Translate
Saturday, July 31, 2021
Sunshine Valley to Manning Park Lodge
Wednesday, July 28, 2021
Hope to Sunshine Valley( Formerly the Tashme Internment Camp)
July 28, 2021
The Hope Slide, the high point on today’s ride.
Today’s ride: 25 kms (but 850 metres of climbing)
Trip total: 255 kms
Ruth: Well, the mystery tour carries on, but the jury is still out on whether or not we will be able to continue. The Garrison Lake fire is raging a few kilometres away from the highway between Manning Park and Princeton. Air quality plummeted through that corridor today and it is very possible Manning will have to be a turn around point. Gord has informed me that this is contrary to his magical thinking about unicorns, rainbows and clear skies through BC. I think he may have suffered a stroke.

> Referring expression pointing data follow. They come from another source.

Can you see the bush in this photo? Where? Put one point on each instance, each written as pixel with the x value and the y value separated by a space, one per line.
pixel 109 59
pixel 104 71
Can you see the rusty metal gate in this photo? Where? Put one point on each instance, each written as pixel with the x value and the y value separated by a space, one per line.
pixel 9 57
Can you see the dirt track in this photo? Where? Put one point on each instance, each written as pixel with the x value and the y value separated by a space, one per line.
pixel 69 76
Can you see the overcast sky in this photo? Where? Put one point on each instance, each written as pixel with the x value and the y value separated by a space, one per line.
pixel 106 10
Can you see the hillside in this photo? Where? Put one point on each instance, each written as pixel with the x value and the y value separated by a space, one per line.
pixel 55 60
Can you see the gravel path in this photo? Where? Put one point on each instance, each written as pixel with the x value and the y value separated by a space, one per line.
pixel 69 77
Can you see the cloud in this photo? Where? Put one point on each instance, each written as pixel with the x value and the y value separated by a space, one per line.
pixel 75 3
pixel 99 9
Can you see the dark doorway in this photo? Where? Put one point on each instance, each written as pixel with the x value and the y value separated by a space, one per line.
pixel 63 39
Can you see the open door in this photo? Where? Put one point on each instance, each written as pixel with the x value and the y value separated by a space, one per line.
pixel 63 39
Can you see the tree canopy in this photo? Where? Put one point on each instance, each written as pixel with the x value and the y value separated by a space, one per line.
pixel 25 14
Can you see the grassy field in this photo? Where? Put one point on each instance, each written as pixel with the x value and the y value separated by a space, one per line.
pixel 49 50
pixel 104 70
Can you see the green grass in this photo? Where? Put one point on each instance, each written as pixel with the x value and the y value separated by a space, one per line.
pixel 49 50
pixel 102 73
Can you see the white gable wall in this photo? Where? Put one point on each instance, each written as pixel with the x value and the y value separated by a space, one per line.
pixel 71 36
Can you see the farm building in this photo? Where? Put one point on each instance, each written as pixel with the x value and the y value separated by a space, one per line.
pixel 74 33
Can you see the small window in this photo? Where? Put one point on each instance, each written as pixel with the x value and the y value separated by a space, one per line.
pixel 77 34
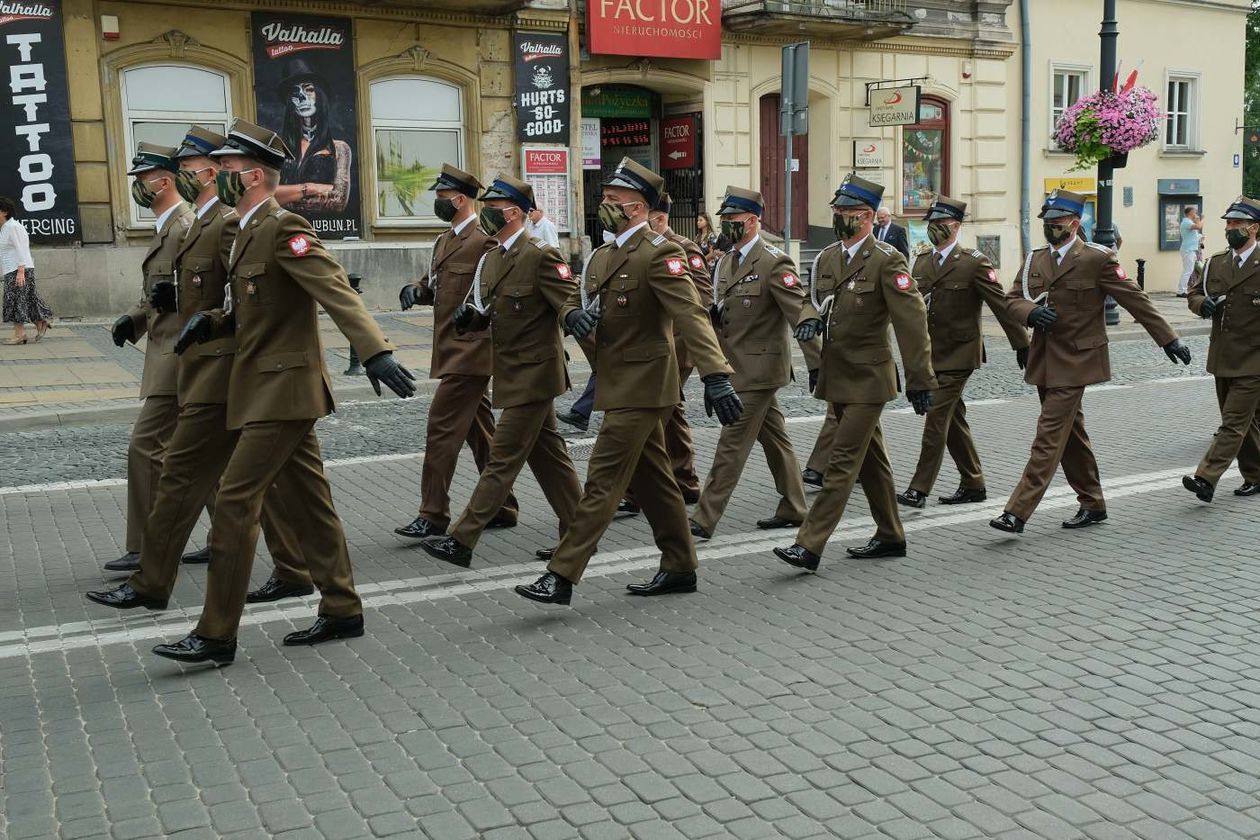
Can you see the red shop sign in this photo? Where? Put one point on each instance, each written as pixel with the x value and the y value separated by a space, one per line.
pixel 664 28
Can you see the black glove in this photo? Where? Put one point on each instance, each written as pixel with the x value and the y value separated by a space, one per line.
pixel 809 329
pixel 383 368
pixel 920 399
pixel 1177 351
pixel 161 296
pixel 197 330
pixel 122 330
pixel 720 397
pixel 1042 317
pixel 580 323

We are camping at the RV park in Sunshine Valley after a short but hard day of climbing. The owners kindly told us that there is a bear in the area and suggested we:
- Put our food in a cooler?!$#*!
- And bring it into our tent **#%$&?!!!!
I guess that’s how they feed their wildlife.
Sunshine Valley was “home” to BC’s largest Japanese internet camp, Tashme. More than 2,000 people in more than three hundred shacks survived four cold winters in this valley. The population was largely made up of women, children and the elderly. The men had already been separated from their families and sent to build three of BC’s highways, including the highway between Hope and Princeton. Our tent is sitting in a field where rows and rows of tar paper shacks once stood.
There is a wonderful little museum here that was opened on our request. It’s really worth a visit. The owner and curator, Ryan Ellen, gave us a tour and shared a lot of his knowledge of the Tashme camp. Less reliable was the NFB film made at the time. It continued to refer to Tashme as a town rather than an internment camp and suggested that the Japanese became healthier once they were relocated.
Tuesday, July 27, 2021
Leaving the Lower Mainland
Today’s ride: 86 kms (Mission to Hope)
Trip total: 230 kms
Gordon: I’ve lived in B.C. for more than 35 years, yet I had never taken the highway to Hope along the north side of the Fraser River. “Pity”, as they said in the Red Rose tea commercial, because it is a varied and beautiful route.
By the time we reached Mission, last night’s stop, we had surrendered the excellent cycling infrastructure of the Lower Mainland, and entered a world where bikes are rare and barely acknowledged. Mission appeared to still be within a (long) commuting distance from Vancouver, and traffic in the late afternoon was fairly heavy.
Leaving Mission early this morning, the traffic was light and the light was beautiful. We passed through some rich looking farmland, mostly producing blueberries, corn or dairy products, until the farms were crowded out by the hills. It was a generally flat road, but eventually we found ourselves surrounded by heavily treed mountains.
Tomorrow we climb into those mountains as we cycle towards Manning Park on Highway 3. Our ability to continue the tour has been rendered doubtful by the fires that are burning throughout the interior of the province, and indeed, across the western half of the continent. I’ve been telling Ruth that “I have a good feeling about our chances of getting through the interior”, which she is treating as some sort of flaky spirituality. Judging by the highway camera pictures that Ruth has been reviewing each day, smoke conditions do appear to be improving along our route. Perhaps I’ll have to sacrifice a goat near the Alberta border.